My precious new appreciation of time made each day more magical. We stayed with family, so there was support all the time, and the need for my hour a day was less urgent. I am grateful to have spent some of my 'hours' with important people in my life, and doing things I valued (not laundry!). When we realise the importance of living each moment and taking what we can from every experience even little things can become such a blessing.

Now back in the real world, I felt overwhelmed by stress yesterday before returning to work.
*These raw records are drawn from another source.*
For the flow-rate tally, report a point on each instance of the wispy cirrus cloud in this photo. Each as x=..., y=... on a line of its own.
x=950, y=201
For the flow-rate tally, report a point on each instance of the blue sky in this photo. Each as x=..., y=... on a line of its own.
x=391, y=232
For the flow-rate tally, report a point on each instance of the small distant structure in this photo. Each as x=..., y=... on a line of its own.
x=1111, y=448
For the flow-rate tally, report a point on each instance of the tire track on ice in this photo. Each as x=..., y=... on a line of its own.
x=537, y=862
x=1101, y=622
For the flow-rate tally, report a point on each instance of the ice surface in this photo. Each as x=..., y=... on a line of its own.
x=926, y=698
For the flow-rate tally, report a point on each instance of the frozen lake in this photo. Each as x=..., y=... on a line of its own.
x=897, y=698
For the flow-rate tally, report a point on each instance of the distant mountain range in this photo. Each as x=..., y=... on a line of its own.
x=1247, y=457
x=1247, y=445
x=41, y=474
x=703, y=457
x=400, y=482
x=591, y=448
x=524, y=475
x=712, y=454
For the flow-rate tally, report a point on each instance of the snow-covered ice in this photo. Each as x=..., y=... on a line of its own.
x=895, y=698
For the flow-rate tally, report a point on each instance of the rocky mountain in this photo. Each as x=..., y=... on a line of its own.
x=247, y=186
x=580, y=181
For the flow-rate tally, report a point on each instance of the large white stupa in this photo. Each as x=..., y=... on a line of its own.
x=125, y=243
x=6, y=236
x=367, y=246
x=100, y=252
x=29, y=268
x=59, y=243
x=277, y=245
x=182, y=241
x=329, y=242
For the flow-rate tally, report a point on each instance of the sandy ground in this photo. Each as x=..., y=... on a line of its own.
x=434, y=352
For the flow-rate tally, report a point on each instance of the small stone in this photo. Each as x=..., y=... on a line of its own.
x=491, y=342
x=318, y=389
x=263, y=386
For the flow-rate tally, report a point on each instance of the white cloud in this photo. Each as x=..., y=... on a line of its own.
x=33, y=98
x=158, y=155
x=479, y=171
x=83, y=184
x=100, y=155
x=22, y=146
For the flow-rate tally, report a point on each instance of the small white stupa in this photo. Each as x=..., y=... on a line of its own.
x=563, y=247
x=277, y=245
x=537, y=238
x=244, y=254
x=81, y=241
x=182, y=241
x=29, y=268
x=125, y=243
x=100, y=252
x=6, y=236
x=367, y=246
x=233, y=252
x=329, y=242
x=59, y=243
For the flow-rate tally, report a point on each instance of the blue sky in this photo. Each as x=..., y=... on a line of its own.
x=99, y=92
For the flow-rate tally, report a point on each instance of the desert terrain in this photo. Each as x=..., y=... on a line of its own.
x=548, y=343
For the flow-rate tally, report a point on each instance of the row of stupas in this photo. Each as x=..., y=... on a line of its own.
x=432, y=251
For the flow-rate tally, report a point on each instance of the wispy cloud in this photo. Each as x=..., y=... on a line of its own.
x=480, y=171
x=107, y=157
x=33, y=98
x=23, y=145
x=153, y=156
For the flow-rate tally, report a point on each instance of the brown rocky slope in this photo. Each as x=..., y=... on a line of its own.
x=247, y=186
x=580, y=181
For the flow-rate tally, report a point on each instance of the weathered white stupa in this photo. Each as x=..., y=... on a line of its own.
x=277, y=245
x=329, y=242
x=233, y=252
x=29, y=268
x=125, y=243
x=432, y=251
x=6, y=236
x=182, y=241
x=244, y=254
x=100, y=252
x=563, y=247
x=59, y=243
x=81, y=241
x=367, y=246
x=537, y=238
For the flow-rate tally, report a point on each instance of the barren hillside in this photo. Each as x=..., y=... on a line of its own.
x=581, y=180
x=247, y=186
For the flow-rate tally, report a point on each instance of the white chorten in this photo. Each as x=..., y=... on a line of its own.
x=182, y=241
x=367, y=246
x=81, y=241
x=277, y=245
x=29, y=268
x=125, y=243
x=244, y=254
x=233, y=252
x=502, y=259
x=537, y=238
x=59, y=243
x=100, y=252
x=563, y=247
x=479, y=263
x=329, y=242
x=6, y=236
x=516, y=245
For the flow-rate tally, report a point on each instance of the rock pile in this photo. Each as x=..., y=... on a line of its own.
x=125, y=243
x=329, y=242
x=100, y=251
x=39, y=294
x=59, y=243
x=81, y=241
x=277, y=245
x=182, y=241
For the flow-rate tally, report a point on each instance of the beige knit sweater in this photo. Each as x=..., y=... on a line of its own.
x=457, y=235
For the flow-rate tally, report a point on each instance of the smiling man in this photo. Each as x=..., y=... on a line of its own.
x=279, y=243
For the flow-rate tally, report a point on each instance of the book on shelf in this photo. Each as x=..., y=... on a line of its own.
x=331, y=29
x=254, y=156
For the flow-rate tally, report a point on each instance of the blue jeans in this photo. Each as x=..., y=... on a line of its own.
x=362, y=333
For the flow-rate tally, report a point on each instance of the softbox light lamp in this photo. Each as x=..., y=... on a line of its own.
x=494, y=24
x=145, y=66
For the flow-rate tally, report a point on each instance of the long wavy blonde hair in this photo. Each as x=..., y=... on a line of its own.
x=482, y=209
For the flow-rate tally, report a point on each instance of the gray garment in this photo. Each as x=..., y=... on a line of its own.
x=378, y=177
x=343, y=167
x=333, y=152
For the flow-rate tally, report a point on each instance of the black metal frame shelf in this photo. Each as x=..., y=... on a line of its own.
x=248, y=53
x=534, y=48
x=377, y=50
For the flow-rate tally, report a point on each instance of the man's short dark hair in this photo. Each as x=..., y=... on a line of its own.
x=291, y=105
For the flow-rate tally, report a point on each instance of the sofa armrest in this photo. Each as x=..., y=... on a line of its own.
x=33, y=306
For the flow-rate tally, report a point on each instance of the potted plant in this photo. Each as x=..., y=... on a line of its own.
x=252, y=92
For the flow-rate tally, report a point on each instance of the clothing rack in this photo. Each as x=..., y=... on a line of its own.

I was about to wish away the holiday, as it's stressful when you return, but managed to stop myself - remember the moments and breath again.

Take a deep breath - it's a busy week!

Wednesday 29 August 2012

Little by little

I'm almost back to normal, well as normal as ever... I've decided not to consider being ill as 'me time' as although I did have lots of extra support, I was really poorly.

Today I managed to get my 'hour' - but in little tiny five minute sections, it was a 'bitty' day by any standards, but somehow having the rain beating on the windows and being all safe and warm inside was rather lovely. Having been very busy with visitors and visiting in the morning, the afternoon was chilled out and I managed to get quite a few useful jobs done. Little and often can work well and being productive can feel relaxing in a strange sort of way.

All that said, with the evening all to myself I've managed to get absolutely nothing done! I've been putting off writing an article as I haven't quite got it right in my head yet, but the deadline is looming and I was planning to get it done tonight. My excuse for now is that I'm watching the Paralympics Opening Ceremony, which is just wondeful to feel part of. Some things are worth pausing to enjoy - this is one of them.

Saturday 25 August 2012

Back on Track

Apologies for not being on 'mission' for a few days, I've been quite poorly, so virtual and real socialising has been on hold.

However, as an attempt to gain a bit of the mission, and to feel more 'me' I did treat myself to a trip to my lovely hairdresser. Having a bit of colour added to the ever increasing grey, and a good chop back into some sort of shape did make me feel more grown up, and more myself. The time it takes to complete had the added bonus of forcing me to read for two hours - a rare and beautiful thing! I'm reading The Hare with Amber Eyes at the moment, which does require a good length of time to get into, I'm enjoying it more now, but without that long stab at the beginning I might have not bothered as it lacks a certain something at the beginning.

Not much more was achieved in terms of me time - I'm not a very good patient, so being ill hasn't been easy. I'm very lucky to have good friends and a wonderful husband around me, 'me' time takes many forms as I've discovered, sometimes it's just about taking medication and not doing things!